The problem for MIT, I think, is that many of these are likely to be social fixes, not technological ones, and MIT is all about the technology. It’s right there in the name, you see. But some things don’t have technological fixes, they only have societal ones. We don’t, for example, try to solve white supremacist racism by genetically “fixing” all skin color to be the same shade — we recognize that the problem lies in the prejudice of others, not in the individual’s possession of dark skin.

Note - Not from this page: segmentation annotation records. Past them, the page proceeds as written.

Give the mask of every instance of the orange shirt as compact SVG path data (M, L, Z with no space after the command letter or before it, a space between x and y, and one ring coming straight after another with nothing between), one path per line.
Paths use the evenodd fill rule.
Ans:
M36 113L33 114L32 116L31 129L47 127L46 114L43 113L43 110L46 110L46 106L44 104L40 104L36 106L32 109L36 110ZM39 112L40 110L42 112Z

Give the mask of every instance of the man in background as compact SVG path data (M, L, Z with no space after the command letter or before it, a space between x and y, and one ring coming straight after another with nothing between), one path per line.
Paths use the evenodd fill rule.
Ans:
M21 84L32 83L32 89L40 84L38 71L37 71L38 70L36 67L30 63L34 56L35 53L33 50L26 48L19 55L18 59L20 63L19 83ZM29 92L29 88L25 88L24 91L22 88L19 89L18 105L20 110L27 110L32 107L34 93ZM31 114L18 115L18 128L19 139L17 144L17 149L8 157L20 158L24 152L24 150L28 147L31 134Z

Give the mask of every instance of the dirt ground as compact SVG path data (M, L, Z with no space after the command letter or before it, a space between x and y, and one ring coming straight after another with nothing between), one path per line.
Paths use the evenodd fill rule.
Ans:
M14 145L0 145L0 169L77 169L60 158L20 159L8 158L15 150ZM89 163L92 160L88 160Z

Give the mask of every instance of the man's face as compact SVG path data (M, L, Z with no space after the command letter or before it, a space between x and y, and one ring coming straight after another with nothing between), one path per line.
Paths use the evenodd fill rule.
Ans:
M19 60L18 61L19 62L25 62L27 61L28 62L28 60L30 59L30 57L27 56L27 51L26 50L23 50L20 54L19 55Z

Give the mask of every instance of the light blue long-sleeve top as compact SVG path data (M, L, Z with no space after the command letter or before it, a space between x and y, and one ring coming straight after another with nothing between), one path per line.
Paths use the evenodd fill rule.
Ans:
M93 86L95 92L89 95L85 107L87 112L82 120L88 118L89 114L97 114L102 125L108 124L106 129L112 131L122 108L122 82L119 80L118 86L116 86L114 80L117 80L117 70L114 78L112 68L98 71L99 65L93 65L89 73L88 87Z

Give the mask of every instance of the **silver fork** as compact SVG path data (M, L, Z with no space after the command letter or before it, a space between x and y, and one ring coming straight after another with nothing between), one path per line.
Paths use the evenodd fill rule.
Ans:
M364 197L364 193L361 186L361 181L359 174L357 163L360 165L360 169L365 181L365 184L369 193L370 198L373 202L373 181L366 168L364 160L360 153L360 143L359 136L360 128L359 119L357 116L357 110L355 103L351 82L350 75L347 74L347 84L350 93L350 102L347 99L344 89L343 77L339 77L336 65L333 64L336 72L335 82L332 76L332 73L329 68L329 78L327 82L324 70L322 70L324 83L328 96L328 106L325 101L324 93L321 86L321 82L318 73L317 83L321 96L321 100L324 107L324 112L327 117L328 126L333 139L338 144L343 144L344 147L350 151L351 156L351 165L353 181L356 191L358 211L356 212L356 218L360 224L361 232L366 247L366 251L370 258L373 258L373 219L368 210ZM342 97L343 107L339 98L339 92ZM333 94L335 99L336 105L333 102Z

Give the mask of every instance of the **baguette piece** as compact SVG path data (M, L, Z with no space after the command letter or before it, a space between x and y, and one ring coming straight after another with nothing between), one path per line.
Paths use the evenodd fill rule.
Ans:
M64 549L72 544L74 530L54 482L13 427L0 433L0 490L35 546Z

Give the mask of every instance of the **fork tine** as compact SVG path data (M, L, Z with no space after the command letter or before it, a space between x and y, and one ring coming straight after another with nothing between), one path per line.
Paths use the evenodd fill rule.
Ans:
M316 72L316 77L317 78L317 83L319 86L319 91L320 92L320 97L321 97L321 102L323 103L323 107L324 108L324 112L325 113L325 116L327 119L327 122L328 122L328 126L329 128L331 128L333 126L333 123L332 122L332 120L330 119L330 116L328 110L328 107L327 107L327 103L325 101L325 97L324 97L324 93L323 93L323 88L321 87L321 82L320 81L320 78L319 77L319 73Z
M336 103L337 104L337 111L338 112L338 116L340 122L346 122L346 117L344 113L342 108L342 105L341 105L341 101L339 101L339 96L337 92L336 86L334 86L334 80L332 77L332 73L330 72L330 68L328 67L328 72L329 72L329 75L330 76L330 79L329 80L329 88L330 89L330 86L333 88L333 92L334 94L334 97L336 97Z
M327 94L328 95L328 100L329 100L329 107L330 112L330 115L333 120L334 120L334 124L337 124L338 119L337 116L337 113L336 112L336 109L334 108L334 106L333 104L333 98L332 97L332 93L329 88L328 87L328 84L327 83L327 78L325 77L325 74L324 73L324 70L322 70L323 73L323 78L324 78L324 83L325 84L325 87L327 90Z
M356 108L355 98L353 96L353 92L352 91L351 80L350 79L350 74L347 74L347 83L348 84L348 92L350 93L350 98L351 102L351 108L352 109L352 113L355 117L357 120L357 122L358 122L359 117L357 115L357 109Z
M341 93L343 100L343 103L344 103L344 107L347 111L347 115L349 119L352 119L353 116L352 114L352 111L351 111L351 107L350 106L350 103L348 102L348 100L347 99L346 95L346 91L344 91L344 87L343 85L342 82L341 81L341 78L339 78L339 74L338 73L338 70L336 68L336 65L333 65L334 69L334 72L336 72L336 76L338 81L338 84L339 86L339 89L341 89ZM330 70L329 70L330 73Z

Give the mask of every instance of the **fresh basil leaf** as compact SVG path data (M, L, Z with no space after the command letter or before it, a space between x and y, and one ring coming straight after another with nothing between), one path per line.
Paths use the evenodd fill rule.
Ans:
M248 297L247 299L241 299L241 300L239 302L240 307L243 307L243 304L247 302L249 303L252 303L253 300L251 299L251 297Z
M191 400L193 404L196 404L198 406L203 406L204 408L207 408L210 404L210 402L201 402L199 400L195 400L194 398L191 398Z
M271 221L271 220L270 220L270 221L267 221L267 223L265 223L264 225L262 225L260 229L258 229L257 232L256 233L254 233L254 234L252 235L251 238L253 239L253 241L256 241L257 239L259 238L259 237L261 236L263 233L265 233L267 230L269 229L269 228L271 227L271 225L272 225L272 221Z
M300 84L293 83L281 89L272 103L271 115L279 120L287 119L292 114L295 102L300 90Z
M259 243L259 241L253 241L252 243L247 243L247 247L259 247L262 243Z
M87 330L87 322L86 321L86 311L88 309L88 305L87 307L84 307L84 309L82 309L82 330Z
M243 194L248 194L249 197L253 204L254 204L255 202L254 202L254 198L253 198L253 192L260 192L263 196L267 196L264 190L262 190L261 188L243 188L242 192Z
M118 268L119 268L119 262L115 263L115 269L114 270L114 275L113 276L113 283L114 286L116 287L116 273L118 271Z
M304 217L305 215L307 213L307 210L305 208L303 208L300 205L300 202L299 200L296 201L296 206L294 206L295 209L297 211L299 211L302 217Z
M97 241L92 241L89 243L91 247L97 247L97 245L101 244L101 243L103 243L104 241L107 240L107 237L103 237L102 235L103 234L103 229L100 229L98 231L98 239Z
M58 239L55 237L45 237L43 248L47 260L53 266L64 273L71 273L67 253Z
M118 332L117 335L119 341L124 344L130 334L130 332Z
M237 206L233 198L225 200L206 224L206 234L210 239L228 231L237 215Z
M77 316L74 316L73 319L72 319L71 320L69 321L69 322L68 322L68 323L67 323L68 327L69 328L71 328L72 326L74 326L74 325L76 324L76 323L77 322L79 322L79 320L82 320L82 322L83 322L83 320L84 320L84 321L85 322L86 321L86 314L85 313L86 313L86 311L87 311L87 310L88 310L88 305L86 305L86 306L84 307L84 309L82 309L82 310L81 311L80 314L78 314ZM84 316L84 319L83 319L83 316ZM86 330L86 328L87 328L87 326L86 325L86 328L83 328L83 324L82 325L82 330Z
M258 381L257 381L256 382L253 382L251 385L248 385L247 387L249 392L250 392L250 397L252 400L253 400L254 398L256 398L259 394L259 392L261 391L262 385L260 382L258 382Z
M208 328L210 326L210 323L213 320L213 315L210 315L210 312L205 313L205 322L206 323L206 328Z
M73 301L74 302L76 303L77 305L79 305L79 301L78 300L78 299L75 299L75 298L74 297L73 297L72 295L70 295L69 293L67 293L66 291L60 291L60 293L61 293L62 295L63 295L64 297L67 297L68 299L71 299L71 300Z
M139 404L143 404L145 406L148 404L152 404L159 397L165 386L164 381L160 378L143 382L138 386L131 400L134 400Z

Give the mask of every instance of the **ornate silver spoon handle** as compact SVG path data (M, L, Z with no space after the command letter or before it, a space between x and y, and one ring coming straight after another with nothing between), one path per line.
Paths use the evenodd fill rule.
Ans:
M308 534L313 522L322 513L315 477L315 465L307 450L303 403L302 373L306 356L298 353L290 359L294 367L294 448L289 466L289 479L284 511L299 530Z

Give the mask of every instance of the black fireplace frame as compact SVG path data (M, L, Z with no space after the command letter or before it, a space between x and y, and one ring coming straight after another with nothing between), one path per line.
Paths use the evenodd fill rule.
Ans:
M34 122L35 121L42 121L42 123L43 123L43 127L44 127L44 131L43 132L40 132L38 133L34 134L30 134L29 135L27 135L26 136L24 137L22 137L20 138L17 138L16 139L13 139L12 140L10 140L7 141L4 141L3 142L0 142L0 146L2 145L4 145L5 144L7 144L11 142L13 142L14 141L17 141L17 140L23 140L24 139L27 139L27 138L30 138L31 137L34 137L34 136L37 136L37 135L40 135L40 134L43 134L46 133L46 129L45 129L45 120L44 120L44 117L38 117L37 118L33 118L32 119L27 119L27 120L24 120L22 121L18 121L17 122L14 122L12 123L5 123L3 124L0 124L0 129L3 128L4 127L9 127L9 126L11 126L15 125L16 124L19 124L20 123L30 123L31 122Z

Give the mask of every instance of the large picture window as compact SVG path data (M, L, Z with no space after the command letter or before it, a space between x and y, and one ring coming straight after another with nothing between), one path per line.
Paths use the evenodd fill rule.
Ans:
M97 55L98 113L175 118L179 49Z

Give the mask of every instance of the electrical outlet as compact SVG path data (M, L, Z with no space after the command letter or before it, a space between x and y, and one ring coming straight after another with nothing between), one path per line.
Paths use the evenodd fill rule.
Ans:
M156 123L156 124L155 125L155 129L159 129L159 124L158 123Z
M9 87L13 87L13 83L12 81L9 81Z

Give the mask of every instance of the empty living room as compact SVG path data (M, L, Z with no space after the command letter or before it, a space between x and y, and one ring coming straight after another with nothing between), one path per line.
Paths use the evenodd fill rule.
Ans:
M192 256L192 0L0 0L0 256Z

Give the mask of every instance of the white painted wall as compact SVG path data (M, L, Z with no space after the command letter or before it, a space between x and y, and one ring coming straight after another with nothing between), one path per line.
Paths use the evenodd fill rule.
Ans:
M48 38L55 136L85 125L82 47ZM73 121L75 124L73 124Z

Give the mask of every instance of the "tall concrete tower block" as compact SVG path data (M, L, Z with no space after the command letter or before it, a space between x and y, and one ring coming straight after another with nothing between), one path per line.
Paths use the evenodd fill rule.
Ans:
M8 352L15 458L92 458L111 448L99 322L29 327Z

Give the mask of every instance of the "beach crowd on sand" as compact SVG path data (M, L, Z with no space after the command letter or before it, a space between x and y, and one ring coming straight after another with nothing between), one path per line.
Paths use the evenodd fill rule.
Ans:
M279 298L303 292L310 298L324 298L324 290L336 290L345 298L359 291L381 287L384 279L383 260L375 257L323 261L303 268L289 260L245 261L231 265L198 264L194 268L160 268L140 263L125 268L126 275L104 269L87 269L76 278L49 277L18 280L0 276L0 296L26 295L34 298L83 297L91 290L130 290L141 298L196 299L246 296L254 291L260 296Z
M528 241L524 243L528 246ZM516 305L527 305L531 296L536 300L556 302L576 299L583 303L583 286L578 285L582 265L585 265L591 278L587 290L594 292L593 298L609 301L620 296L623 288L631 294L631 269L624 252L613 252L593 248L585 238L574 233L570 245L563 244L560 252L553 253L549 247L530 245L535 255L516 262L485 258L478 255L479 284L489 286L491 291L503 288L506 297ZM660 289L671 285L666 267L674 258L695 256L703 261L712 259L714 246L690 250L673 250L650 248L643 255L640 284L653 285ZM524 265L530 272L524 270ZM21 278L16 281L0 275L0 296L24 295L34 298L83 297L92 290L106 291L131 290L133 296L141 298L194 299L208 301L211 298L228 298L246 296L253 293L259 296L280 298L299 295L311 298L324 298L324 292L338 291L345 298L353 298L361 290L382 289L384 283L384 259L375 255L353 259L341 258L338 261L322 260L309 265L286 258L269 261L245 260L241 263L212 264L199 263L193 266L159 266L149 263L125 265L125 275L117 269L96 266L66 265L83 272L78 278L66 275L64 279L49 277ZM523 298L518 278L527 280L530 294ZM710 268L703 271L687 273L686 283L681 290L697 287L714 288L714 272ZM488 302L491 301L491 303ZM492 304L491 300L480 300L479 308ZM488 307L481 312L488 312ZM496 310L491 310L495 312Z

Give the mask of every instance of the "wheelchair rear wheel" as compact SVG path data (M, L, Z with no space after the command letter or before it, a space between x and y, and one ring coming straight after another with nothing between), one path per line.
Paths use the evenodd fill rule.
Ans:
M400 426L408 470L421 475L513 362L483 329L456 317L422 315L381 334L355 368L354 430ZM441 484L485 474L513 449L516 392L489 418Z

None of this is likely to change the course of autism research, at MIT or elsewhere. But as an MIT alum myself, I’m disappointed that they can’t seem to see beyond the mainstream view of autism. And as an autistic person, I’m dismayed that they see something so intrinsic to me as my entire way of thinking, and of experiencing the world, as nothing but a burden on society. I haven’t felt particularly connected to my alma mater in the time since I graduated, but I surely feel more alienated from it today.
Now riddle me this:
Is that alienation due to my neurological deficits? Or theirs?